Jeff. Teplin. KJ. Jeff. Teplin. KJ. In no particular order. My life is a whirlwind and I'm so tired and I just want to go to Happy Hour, but I'm being a good student and getting work done. SDT Formal tomorrow night with Teplin. I know it's going to be so much fun, but Jeff will be there too and he called me out on how awkward it will inevitably be because he'll be with a date and I'll be with a date. Don't you love that feeling when someone new and random and fun comes into your life and texts you just because you're on his mind? Bax asked me if I was starting to like him and I said it was pretty much irrelevant because I'm going home in 2 weeks [!!!!] and I'll be in Athens next semester and she said that it was a perfect situation. But there's just so much and the weather has been so nice and lovers-y and I just want to play outside at all times but I'm going to end this semester by kicking ass.
Last night I invited KJ over, but I texted him right before he was about to leave his room and told him that it wasn't a booty call so he shouldn't get his hopes up. We ended up talking for 2 hours and then making out for an hour and it was so hot and so worth going to bed at 3:30 and so sober and rawrrrr.

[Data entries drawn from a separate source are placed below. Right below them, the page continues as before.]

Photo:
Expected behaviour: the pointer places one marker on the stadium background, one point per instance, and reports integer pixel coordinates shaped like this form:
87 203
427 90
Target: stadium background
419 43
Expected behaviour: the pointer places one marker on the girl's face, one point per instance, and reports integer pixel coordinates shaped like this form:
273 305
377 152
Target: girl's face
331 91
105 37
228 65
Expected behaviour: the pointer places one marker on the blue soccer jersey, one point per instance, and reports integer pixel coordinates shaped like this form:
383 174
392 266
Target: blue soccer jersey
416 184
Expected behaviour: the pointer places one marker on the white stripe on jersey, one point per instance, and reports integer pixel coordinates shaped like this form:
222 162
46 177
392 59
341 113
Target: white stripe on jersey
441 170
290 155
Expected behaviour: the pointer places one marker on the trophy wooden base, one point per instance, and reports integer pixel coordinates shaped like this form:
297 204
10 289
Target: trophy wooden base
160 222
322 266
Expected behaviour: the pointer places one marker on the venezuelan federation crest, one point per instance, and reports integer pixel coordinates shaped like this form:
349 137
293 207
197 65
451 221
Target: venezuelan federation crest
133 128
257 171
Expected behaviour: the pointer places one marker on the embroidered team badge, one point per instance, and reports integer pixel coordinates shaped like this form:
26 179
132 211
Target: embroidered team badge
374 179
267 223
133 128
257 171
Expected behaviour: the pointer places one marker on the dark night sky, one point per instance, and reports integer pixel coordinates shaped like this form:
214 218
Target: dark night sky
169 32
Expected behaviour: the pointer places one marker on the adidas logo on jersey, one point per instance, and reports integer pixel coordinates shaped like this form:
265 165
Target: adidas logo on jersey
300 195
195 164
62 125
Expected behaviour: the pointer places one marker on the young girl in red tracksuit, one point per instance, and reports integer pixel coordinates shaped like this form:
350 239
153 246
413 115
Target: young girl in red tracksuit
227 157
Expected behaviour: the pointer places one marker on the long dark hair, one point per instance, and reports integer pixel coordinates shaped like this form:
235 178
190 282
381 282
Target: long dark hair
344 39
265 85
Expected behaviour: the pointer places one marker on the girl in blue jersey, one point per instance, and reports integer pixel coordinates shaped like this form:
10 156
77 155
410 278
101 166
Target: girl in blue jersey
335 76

I've never read the book, but I like the quote: "Things fall apart so that other things can fall together." So much psychology to read and I'm procrastinating and I'm in a good mood and the other day, I was bored in class and happened to have my laptop with me [which I never bring for this very reason], so I read through my old Word documents that I wrote during and after the Butterfly Summer and they were so full of love and I was happy to read them, not sad like I usually get.
I want to improve my vocabulary. I love being a tour guide. Responsibility is overrated.
"And I'll take your hand and pick you up and keep you there so you can see it."